Although PI3K/AKT/mTOR has been extensively studied in cancers, there are few studies in CSCs. PI3K/Akt/mTOR signaling is involved in ovarian cancer cell proliferation and the epithelial-mesenchymal transition. This signaling activation also enhances the migration and invasion of prostate and pancreatic CSCs. Downregulation of PTEN induces PI3K activation to promote survival, maintenance of stemness, and tumorigenicity of CD133+/CD44+ prostate cancer stem-like cell populations. PI3K activation promotes cell proliferation, migration, and invasion in ALDH+CD44high head and neck squamous CSCs. Activation of mTOR promotes the survival and proliferation of breast CSCs and nasopharyngeal carcinoma stem cells. mTORC1 activation also increases aldehyde dehydrogenase 1 (ALDH1) activity in colorectal CSCs. Activation of mTORC2 upregulates the expression of the hepatic CSC marker EpCAM (epithelial cellular adhesion molecule) and tumorigenicity in hepatocellular CSCs. Nucleotide-binding domain and leucine-rich repeats (NLRs) belong to a large family of cytoplasmic sensors. NLRC3 (also known as CLR16.2 or NOD3) is associated with PI3Ks and blocks activation of PI3K-dependent kinase AKT in colorectal CSCs.
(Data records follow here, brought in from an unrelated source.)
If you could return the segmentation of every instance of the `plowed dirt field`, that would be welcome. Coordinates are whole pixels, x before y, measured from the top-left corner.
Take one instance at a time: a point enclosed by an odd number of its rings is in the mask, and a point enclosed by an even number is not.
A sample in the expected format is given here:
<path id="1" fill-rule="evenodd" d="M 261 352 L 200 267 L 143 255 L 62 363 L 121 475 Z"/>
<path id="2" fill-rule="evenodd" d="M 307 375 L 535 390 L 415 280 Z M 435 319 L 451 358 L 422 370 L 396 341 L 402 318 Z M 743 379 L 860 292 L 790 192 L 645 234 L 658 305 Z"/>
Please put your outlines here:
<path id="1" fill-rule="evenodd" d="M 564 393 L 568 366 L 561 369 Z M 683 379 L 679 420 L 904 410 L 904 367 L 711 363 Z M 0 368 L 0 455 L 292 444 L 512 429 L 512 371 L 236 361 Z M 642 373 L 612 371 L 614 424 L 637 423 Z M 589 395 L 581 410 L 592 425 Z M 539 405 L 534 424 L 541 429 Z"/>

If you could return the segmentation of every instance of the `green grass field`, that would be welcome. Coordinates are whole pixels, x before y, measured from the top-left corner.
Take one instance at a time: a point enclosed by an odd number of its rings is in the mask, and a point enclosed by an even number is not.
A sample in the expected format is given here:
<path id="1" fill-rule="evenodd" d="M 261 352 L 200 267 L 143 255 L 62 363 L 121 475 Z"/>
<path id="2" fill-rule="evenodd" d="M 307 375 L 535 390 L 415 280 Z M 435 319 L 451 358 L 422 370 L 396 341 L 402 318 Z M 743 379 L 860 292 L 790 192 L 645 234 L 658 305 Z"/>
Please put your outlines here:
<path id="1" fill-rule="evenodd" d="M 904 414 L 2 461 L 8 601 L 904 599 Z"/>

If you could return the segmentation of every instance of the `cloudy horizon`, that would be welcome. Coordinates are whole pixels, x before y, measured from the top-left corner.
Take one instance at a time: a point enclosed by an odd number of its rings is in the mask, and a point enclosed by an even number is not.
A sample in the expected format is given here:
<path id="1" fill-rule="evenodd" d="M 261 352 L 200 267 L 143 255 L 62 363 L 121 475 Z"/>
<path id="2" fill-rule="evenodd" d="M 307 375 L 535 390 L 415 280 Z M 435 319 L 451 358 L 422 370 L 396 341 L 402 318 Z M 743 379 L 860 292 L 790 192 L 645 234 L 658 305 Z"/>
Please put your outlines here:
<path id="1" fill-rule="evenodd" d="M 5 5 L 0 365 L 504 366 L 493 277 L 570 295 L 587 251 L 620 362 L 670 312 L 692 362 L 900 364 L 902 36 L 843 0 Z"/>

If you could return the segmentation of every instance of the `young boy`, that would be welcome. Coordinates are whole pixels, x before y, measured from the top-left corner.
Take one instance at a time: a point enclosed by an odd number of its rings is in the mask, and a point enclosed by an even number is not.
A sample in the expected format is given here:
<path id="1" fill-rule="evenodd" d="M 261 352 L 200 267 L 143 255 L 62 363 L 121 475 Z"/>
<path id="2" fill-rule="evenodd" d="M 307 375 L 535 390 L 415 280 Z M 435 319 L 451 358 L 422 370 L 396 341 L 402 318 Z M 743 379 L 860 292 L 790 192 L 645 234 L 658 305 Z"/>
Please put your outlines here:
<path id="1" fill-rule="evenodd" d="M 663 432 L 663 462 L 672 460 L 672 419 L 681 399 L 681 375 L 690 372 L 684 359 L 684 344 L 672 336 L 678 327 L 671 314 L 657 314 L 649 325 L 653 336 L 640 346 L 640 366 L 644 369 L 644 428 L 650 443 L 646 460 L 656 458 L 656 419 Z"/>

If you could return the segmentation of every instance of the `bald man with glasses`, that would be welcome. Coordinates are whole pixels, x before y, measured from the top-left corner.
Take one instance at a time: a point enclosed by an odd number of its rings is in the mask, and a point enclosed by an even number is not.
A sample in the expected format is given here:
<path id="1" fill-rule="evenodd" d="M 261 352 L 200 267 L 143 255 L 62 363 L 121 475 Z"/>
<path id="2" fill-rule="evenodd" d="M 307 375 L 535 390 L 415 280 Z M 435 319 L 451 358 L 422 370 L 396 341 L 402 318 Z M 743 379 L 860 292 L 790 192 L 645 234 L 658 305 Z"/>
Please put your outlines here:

In addition, some studies have shown that the mTOR signaling pathway is closely related to the metabolism of CSCs. For example, low folate (LF) stress reprograms metabolic signals through the activated mTOR signaling pathway, promoting the metastasis and tumorigenicity of lung cancer stem-like cells. However, matcha green tea (MGT), an inhibitor of mTOR, inhibits the proliferation of breast CSCs by targeting mitochondrial metabolism, glycolysis, and multiple cell signaling pathways. A link between the PI3K/Akt/mTOR pathway and CSCs is clearly evident.